The larvae of these flies contain many proteins and other nutritious compounds, so the immature insects are increasingly being raised for animal feed and to consume wastes. However, the adults have a short life span after their breeding days are over and are then discarded. At Tomberlin’s suggestion, those adult carcasses became the new starting material for Wooley’s team. “We’re taking something that’s quite literally garbage and making something useful out of it,” says Cassidy Tibbetts, a graduate student working on the project in Wooley’s lab at Texas A&M University.

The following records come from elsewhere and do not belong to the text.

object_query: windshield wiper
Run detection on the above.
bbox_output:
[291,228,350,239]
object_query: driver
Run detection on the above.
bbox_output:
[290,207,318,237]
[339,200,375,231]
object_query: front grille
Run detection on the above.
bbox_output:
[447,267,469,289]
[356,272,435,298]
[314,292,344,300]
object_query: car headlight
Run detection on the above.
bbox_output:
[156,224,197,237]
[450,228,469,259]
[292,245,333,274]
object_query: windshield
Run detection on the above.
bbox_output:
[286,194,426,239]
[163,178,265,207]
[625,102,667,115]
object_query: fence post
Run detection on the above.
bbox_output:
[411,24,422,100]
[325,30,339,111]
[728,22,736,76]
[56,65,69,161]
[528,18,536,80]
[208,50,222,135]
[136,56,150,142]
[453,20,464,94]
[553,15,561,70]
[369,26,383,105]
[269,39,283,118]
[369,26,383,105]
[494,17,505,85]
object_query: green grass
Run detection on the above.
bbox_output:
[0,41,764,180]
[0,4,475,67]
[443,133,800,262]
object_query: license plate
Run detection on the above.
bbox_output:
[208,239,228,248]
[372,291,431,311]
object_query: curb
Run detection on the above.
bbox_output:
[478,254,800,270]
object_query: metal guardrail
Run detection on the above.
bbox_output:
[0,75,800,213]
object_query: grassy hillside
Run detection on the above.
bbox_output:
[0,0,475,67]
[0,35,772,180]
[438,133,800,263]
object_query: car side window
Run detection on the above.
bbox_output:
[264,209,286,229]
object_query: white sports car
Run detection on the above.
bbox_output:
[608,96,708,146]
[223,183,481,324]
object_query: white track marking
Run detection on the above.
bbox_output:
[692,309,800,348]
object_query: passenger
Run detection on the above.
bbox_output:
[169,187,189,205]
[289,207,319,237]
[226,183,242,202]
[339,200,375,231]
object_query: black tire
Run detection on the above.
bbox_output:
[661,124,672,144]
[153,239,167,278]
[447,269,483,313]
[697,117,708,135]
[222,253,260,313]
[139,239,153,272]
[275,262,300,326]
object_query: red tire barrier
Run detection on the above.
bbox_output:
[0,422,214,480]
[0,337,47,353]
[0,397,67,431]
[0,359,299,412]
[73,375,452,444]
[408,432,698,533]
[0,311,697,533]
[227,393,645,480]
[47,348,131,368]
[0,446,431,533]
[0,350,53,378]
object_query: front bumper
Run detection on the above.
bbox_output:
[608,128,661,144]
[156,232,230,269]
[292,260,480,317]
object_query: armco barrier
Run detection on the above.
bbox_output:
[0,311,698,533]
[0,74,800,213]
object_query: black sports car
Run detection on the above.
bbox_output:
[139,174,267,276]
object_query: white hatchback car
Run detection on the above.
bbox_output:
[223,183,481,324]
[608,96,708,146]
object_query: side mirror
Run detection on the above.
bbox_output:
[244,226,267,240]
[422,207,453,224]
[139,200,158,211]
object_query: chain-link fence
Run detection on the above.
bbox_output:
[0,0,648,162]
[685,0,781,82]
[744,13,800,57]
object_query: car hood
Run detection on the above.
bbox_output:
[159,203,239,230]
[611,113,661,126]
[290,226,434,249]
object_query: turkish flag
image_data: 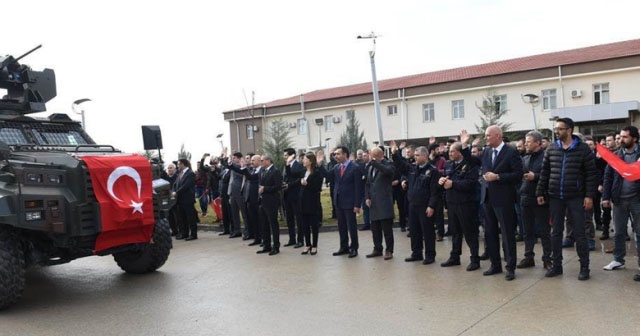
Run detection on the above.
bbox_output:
[78,155,155,252]
[596,144,640,182]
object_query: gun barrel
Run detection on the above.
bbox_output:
[14,44,42,62]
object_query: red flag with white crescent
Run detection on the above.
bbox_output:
[596,144,640,182]
[79,155,155,252]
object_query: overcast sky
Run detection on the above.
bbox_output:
[5,0,640,160]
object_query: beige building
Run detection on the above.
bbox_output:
[224,40,640,152]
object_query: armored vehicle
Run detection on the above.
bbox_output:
[0,46,172,309]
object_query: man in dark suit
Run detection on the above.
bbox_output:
[173,159,198,240]
[333,146,364,258]
[365,147,395,260]
[282,148,306,248]
[229,155,261,246]
[480,125,522,281]
[257,154,282,255]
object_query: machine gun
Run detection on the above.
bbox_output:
[0,45,57,114]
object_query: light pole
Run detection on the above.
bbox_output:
[522,93,540,131]
[357,32,384,143]
[71,98,91,131]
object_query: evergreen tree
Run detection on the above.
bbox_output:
[178,144,191,161]
[338,116,368,153]
[475,91,513,135]
[263,119,293,170]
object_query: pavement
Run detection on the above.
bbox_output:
[0,229,640,336]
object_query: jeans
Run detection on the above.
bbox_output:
[549,197,593,268]
[613,197,640,264]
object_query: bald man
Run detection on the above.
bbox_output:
[480,125,523,281]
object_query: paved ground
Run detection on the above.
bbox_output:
[0,231,640,335]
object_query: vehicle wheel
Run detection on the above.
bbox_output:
[113,219,172,274]
[0,227,25,310]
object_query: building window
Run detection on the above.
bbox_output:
[451,99,464,120]
[422,103,436,122]
[593,83,609,105]
[247,125,253,139]
[493,95,507,112]
[344,110,356,120]
[298,118,307,135]
[542,89,558,111]
[387,105,398,116]
[324,115,333,132]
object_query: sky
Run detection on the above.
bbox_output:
[0,0,640,161]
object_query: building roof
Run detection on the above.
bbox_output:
[232,39,640,111]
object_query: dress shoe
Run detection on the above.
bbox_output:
[333,249,349,256]
[578,266,590,280]
[404,255,422,262]
[366,250,382,258]
[467,262,480,272]
[482,265,502,275]
[478,251,489,260]
[544,266,562,278]
[256,248,271,254]
[516,258,536,268]
[440,258,460,267]
[504,271,516,281]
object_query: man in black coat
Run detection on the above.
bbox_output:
[391,141,442,265]
[173,159,198,240]
[438,136,480,271]
[480,125,524,281]
[257,154,282,255]
[536,118,598,280]
[517,131,551,270]
[282,148,306,248]
[229,155,262,246]
[365,147,395,260]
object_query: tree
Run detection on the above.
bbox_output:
[475,91,513,135]
[263,119,293,170]
[338,116,368,153]
[178,144,191,161]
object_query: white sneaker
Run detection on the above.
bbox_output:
[602,260,624,271]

When Tibbetts examined the dead flies, she determined that chitin is a major component. This nontoxic, biodegradable, sugar-based polymer strengthens the shell, or exoskeleton, of insects and crustaceans. Manufacturers already extract chitin from shrimp and crab shells for various applications, and Tibbetts has been applying similar techniques using ethanol rinses, acidic demineralization, basic deproteinization and bleach decolorization to extract and purify it from the insect carcasses. She says her fly-sourced chitin powder is probably purer, since it lacks the yellowish color and clumpy texture of the traditional product. She also notes that obtaining chitin from flies could avoid possible concerns over some seafood allergies. Some other researchers isolate chitin or proteins from fly larvae, but Wooley says her team is the first that she knows of to use chitin from discarded adult flies, which — unlike the larvae — aren’t used for feed.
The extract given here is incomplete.